Minority and low-income borrowers in Washington were up to three times as likely to be turned down for home loans in 1999 in contrast to a falling national rejection rate, according to a new study.
Even among high-income borrowers, blacks were denied more often than whites, said the Association of Community Organizations for Reform Now report. The liberal grass-roots organization has been a gadfly on fair-lending issues.
Critics of the report said that although some discrimination may exist among mortgage lenders, the ACORN study did not take into account important factors such as credit scores and histories. That information is difficult to access because it is not data that lenders are required to disclose under the Home Mortgage Disclosure Act (HMDA).
"Their hearts are in the right place, but this study suffers from all the widely documented flaws that research suffers from using the HMDA database," said Steven Hornburg, executive director of the Research Institute for Housing America, an Arlington mortgage and housing researcher funded by the Mortgage Bankers Association of America.
He noted that income does not necessarily correlate to credit ratings. Most home lenders use credit scores to help determine applicant quality. These scores are based on a number of undisclosed factors, which have come under fire from legislators and consumer groups.
The ACORN report said that in Washington, blacks were 3.01 times more likely to be rejected than whites for primary home loans in 1999. Lenders were 1.85 times as likely to turn down Latino applications as white applications, down from 1998. Nationally, black applicants were denied 1.96 times and Latinos 1.41 times more often.
A local loan officer, who would not let his name be used, said mortgage companies are under the gun from regulators, thus consider minority-loan applications very carefully.
He said credit scores and histories do play a large role in determining whether or not someone gets credit.
And he said there are cultural differences in the way people use credit. In his experience, even high-income blacks had poorer credit than high-income whites.
Jordan Ash, who authored the ACORN study, said lenders should be required to disclose the credit scores of mortgage applicants, as well as loan products for which borrowers applied.
But he defended the study, saying discrimination does still play a role in mortgage denials.
"We've seen that the disparity is so great that it can't be explained away by things such as credit," he said.

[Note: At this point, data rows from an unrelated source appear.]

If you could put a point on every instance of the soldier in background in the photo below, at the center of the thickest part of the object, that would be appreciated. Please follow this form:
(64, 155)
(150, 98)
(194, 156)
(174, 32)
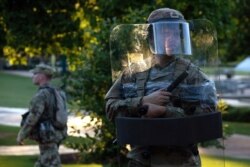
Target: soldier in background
(125, 99)
(37, 125)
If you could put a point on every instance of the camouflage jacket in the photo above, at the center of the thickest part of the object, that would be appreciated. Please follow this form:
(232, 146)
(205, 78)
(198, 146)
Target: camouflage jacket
(196, 89)
(40, 109)
(197, 95)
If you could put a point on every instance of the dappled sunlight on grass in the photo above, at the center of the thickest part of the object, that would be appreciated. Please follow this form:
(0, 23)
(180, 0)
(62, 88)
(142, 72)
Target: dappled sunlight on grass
(212, 161)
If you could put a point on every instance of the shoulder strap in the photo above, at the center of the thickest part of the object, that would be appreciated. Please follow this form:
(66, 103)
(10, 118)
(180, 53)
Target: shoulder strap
(141, 79)
(51, 106)
(181, 66)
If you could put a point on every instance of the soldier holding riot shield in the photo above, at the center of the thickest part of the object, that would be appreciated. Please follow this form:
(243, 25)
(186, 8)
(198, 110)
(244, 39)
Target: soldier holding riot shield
(157, 71)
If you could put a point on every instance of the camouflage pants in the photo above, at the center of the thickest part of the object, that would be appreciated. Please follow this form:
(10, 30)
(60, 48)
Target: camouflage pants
(49, 156)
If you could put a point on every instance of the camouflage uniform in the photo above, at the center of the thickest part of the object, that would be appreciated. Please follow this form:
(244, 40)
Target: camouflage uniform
(41, 109)
(122, 100)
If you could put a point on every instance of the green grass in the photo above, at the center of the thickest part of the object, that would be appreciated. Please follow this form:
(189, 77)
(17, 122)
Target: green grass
(213, 161)
(207, 161)
(15, 91)
(28, 161)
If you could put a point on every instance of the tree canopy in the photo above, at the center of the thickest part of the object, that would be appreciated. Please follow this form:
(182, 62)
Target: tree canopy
(80, 30)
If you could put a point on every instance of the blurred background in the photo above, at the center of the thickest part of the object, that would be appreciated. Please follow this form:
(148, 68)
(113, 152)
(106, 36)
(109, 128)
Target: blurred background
(73, 37)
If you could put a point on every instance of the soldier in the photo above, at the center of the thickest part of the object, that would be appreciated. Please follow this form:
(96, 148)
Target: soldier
(38, 125)
(143, 94)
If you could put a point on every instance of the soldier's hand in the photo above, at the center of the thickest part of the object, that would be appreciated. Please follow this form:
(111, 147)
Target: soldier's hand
(155, 111)
(159, 97)
(19, 140)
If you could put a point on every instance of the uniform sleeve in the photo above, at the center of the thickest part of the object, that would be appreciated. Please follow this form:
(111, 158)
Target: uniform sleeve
(116, 105)
(202, 89)
(36, 109)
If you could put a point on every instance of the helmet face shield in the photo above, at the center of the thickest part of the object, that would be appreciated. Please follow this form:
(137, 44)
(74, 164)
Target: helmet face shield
(170, 38)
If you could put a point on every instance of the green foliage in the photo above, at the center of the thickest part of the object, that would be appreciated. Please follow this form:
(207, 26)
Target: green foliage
(16, 91)
(237, 114)
(80, 30)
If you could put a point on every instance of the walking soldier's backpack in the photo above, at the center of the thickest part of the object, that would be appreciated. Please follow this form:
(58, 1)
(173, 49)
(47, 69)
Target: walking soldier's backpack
(60, 116)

Roderic Boggs, director of the Washington Lawyers Committee for Civil Rights and Urban Affairs, said he has seen discrimination firsthand in cases the committee has argued against lenders.
In individual cases, "there's a disparity that can't be explained on any basis but race," he said.

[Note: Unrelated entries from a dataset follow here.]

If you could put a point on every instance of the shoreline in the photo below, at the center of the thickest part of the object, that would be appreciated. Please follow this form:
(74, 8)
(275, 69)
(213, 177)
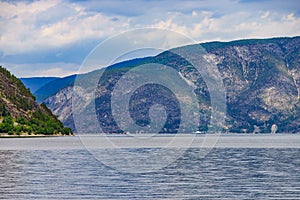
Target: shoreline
(31, 136)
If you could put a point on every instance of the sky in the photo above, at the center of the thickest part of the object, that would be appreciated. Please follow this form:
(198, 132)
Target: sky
(53, 37)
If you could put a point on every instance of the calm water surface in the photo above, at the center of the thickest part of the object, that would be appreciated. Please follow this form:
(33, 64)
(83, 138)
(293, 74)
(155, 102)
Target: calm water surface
(238, 168)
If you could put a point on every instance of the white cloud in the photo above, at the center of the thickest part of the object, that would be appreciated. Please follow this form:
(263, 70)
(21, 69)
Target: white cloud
(54, 25)
(21, 31)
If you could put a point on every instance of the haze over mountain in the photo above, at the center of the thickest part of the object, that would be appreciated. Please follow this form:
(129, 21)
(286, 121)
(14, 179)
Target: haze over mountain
(261, 77)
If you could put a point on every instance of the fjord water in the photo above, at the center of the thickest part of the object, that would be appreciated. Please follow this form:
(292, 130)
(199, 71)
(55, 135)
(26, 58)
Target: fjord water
(238, 167)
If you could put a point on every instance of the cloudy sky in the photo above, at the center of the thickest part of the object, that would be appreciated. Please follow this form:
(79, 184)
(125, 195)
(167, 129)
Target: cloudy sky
(53, 37)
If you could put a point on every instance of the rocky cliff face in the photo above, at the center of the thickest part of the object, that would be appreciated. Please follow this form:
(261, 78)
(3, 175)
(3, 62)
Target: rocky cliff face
(20, 113)
(261, 77)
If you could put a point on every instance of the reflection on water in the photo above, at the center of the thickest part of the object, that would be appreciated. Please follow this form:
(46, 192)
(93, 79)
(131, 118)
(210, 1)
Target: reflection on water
(227, 173)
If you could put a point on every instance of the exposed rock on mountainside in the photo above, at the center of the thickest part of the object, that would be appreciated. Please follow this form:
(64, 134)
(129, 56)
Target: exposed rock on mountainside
(261, 77)
(20, 114)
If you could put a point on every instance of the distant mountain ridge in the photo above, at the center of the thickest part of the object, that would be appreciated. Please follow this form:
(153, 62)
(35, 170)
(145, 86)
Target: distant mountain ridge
(35, 83)
(261, 77)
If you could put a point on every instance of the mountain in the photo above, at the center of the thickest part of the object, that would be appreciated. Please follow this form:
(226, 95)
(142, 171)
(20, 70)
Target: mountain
(261, 78)
(19, 112)
(34, 83)
(52, 87)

But on a grander scale, "we don't really know precisely why this is happening," he said.
Mr. Ash said that ACORN will use the study's data to continue to work for fair housing.
"We'll continue to target specific lenders that we feel are not doing as good a job as they could be in terms of meeting the needs of low income and minority communities," he said.

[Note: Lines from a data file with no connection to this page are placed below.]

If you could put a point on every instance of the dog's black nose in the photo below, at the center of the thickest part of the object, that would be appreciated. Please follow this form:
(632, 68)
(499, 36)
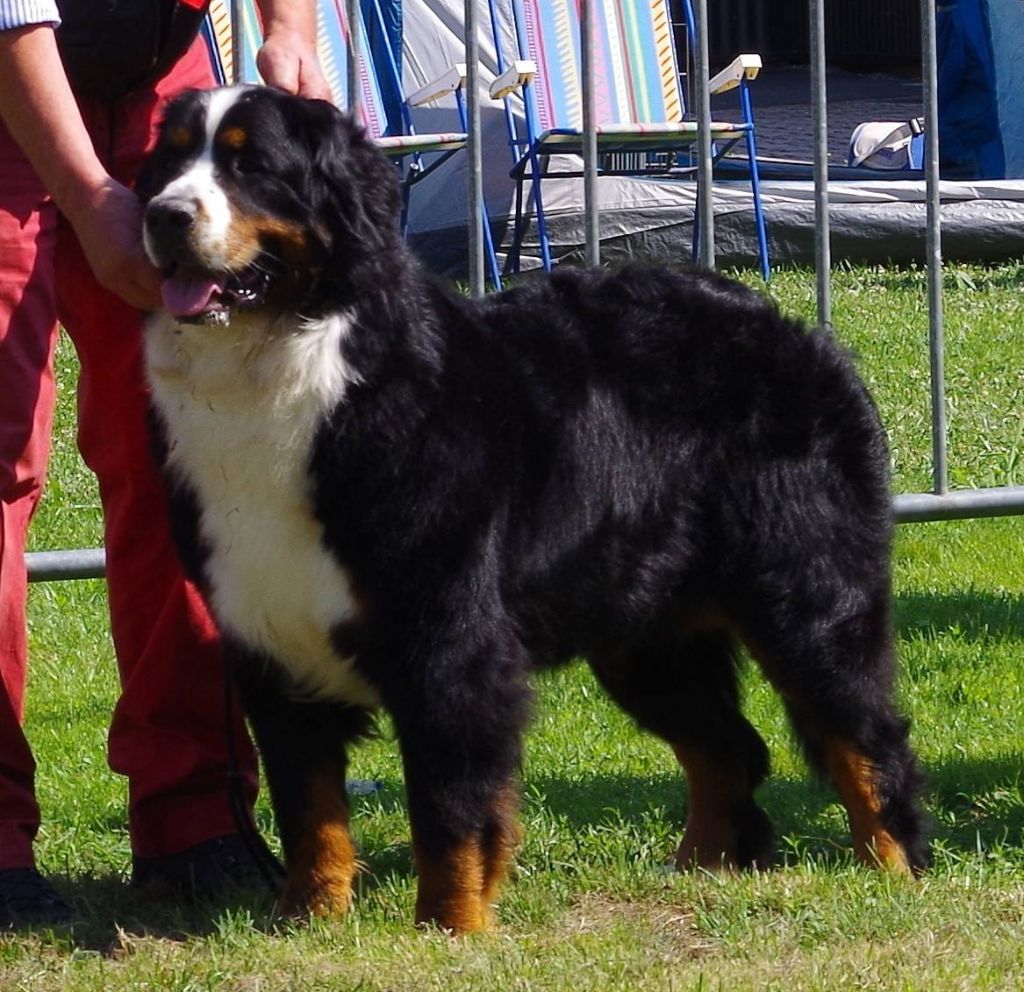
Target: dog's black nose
(169, 215)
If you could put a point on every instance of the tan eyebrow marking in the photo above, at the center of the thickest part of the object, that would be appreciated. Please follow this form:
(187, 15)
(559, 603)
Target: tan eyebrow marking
(180, 136)
(235, 137)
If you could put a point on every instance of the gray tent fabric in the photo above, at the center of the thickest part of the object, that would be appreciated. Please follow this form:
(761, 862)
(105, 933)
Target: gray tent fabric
(870, 221)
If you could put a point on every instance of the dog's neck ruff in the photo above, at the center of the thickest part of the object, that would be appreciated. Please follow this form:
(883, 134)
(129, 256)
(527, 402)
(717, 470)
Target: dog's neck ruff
(242, 406)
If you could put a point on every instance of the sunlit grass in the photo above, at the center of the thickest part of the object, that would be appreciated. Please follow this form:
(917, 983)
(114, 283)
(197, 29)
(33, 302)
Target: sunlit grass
(592, 906)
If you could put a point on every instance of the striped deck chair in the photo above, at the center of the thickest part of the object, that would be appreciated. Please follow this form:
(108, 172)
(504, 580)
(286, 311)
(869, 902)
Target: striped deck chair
(387, 121)
(643, 127)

The group will also push for stronger legislation and regulation governing lenders.
Other community groups have found racial lending discrepencies. "There's a tale of two cities here," said Josh Silver, vice president of research and policy for the National Community Reinvestment Coalition.
His organization found that subprime lenders, those making high-interest, high-risk refinanced loans, were concentrated in minority areas of the District, while the majority of prime refinanced loans were made in white areas in 1998.
If prime lenders were to enter minority areas, "it would help revitalize low- and moderate-income communities and there's an untapped market," Mr. Silver said.